Zira bugün İyi Parti'nin yaşadığı sorunlara, açığa çıkan (ve henüz çıkmayan) iddiaların çirkinliğine bakıldığında tüm bu tartışmaların aslında İyi Parti'nin bir parti olamayışına işaret ettiğini söylemek gerekiyor. Bu olmamışlık halinin lider-teşkilat-taban sistematiğinin oturmamasıyla; parti liderliğinin bu krizleri bu noktaya gelmeden yönetememesiyle; partinin herhangi bir ilçe teşkilatının değil de bizzat parti elitlerinin birtakım rezaletleri kamuoyunda gündeme getirmesinin ciddi bir elit meselesi oluşturmasıyla ve İyi Parti'nin CHP'nin operasyonlarına bu kadar açık hale gelmesiyle alakalı düşünmek gerekiyor.

İşte bu meselelerin kökenlerini anlamak için biraz da İyi Parti'nin kuruluşuna ve hatta daha öncesine gitmek gerekiyor. Bilindiği üzere İyi Parti'yi kuran veya sonradan İyi Parti'ye katılan kadroların çekirdeğini MHP'den ayrılanlar oluşturmuştu. MHP'yi yeterince milliyetçi bulmayıp, MHP'yi AK Parti'ye düşmanlık yapmadığı için eleştiren bir grubun İyi Parti'nin kurucu kadrosunu oluşturduğunu söylemek gerekiyor.

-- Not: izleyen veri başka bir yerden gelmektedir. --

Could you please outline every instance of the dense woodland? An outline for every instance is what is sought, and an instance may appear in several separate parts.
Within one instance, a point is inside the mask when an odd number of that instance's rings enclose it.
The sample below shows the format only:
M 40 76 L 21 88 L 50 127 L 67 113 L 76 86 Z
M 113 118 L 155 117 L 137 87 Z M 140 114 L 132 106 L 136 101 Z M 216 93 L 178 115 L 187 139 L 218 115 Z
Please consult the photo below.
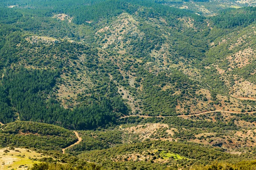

Bu kadronun önemli kısmının özelliklerine bakıldığında henüz MHP bünyesindeyken bile AK Parti'yi Türk milliyetçiliği geleneğinin kavramları veya söylemiyle değil de CHP veya Sözcü Gazetesi ile paralel bir söylemle eleştiren isimler olarak MHP tabanından ve teşkilatlarından ayrışmalarıyla dikkatleri çeken isimler olduğu görülüyor. 2007 Cumhurbaşkanlığı ve E-Muhtıra krizlerinde de 2008 başörtüsü yasağının kaldırılması için Bahçeli liderliğindeki MHP'nin Meclis'te vesayete karşı AK Parti ile omuz omuza demokrasi ve özgürlükler mücadelesi vermesi de bu kadronun önemli bir kısmının çok da istediği bir durum değildi. Dahası 17-25 Aralık'ta da FETÖ'nün medyası, bankaları kapatılırken de birçoğu CHP'lilerle kol kola bunu protesto etmişler, bu tavırlarıyla MHP Genel Başkanı Devlet Bahçeli'nin millî muhalefet yaklaşımından farklılaşmışlardı.